Europa League: l’Atalanta ha un unico obiettivo, conquistare l’accesso alla fase a gironi

Pubblicato il autore: Lorenzo C Segui

Alejandro Gomez Atalanta – Foto Getty Images© scelta da SuperNews

L’obiettivo è chiaro, la missione è ampiamente nota: l’Atalanta vuol conquistare la qualificazione alla fase a giorni dell’Europa League. Dopo il pareggio dell’andata, a reti bianche, la Dea avrà a disposizione due risultati su tre, ossia un pari con gol oppure una vittoria, al fine di accedere, per il secondo anno consecutivo, a tale competizione europea. Sette giorni fa, al “Mapei Stadium“, i nerazzurri avrebbero meritato molto di più che chiudere il match sullo 0-0. Tante le occasioni create e non concretizzate e soprattutto nella ripresa il dominio da parte della Dea è apparso alquanto incontrastato.

Gli orobici giungono a quest’appuntamento confortati, tra l’altro, dalla buona prestazione messa in mostra all'”Olimpico” contro la Roma, i quali dopo un primo tempo ad altissimo livello, sono inevitabilmente calati nella ripresa, chiudendo la sfida con un pirotecnico 3-3. La posta in palio di quest’oggi è ambita, tant’è che più volte il tecnico Gasperini ha sottolineato che la qualificazione in Europa League avrebbe il merito di indirizzare la stagione dei nerazzurri verso un viatico assai competitivo che potrebbe regalare forti emozioni.

Nel frattempo, nella sala stampa del “Telia Parken” di Copenaghen, queste le dichiarazioni rilasciate durante la conferenza della vigilia, dall’allenatore della Dea: “Domani sera non c’è possibilità di appello, è una partita decisiva, giochiamo 90 minuti da dentro o fuori. Non c’è dubbio che dobbiamo giocare la solita partita, con la stessa tranquillità. Ci potrebbe essere frenesia, ma non ci snatureremo. Da quando ho saputo che dovevamo giocare i preliminari l’obiettivo era questo. Abbiamo fatto tutto al meglio, poi capita di giocarsela nei 90 minuti. Anche vincere 1-0 all’andata era la stessa cosa, è due mesi che lavoriamo per giocarci questa partita.
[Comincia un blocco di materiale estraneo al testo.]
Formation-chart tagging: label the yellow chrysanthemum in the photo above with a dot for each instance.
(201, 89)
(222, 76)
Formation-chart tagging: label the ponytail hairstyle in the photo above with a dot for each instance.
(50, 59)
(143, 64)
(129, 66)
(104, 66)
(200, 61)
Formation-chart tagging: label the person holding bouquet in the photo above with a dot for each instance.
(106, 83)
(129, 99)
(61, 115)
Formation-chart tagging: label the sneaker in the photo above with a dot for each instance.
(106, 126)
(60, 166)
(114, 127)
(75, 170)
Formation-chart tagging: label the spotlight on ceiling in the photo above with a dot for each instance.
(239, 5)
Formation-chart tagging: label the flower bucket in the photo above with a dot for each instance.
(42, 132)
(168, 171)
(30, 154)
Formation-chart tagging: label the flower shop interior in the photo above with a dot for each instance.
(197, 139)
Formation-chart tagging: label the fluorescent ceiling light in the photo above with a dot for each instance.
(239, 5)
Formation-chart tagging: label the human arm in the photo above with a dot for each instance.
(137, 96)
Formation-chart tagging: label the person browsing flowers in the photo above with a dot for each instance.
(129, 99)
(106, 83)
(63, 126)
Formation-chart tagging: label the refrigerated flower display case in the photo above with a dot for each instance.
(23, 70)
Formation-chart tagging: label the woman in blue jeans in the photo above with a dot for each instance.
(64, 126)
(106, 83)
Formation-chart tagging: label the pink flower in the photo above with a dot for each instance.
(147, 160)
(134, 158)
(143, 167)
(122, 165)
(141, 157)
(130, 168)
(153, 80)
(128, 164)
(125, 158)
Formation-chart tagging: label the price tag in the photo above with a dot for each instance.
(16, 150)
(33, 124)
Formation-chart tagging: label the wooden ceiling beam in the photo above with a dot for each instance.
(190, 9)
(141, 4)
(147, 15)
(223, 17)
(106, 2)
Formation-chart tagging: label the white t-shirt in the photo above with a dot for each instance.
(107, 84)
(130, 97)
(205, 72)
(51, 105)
Loro favoriti? Credo che noi, per andare fuori dobbiamo perdere. Bisogna che il Copenaghen vinca, con un pareggio male che vada si va ai rigori. O vincere o fare dei gol. Loro in casa hanno un atteggiamento diverso, sono molto propositivi, anche molto offensivi. Non lo scopriamo oggi. Abbiamo già analizzato i possibili risultati e le possibili  situazioni“.
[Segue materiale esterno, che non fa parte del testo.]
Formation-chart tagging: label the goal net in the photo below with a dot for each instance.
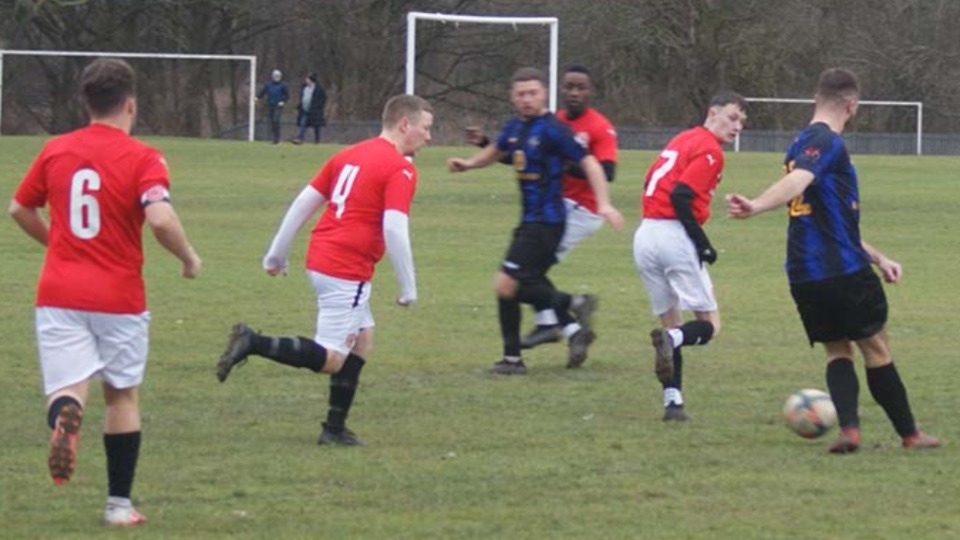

Dirottando le attenzioni sulle probabili formazioni che scenderanno in campo, Gasperini dovrebbe affidarsi al collaudato 3-4-1-2 con Gollini in porta, linea di difesa composta da Toloi, Palomino e Masiello. Hateboer e Gosens agiranno lungo le corsie laterali, mentre la mediana sarà presidiata da De Roon e Freuler. Pasalic fungerà da trequartista, pronto ad innescare il tandem d’attacco composto da Barrow e il “papu” Gomez.

Solbakken risponderà con il 4-4-2: Joronen tra i pali, Vavro e Bjelland coppia centrale di difesa, Ankersen e Boilesen agiranno da terzini. Lungo gli esterni fiducia a Skov e Fischer, mentre sulla mediana spazio a Zeca e Thomsen. Il tandem d’attacco sarà formato da Sotiriou e N’Doye. Il fischio d’inizio è in programma alle ore 18:30, e l’arbitro designato per dirigere il match è il greco Tasos Sidiropoulos.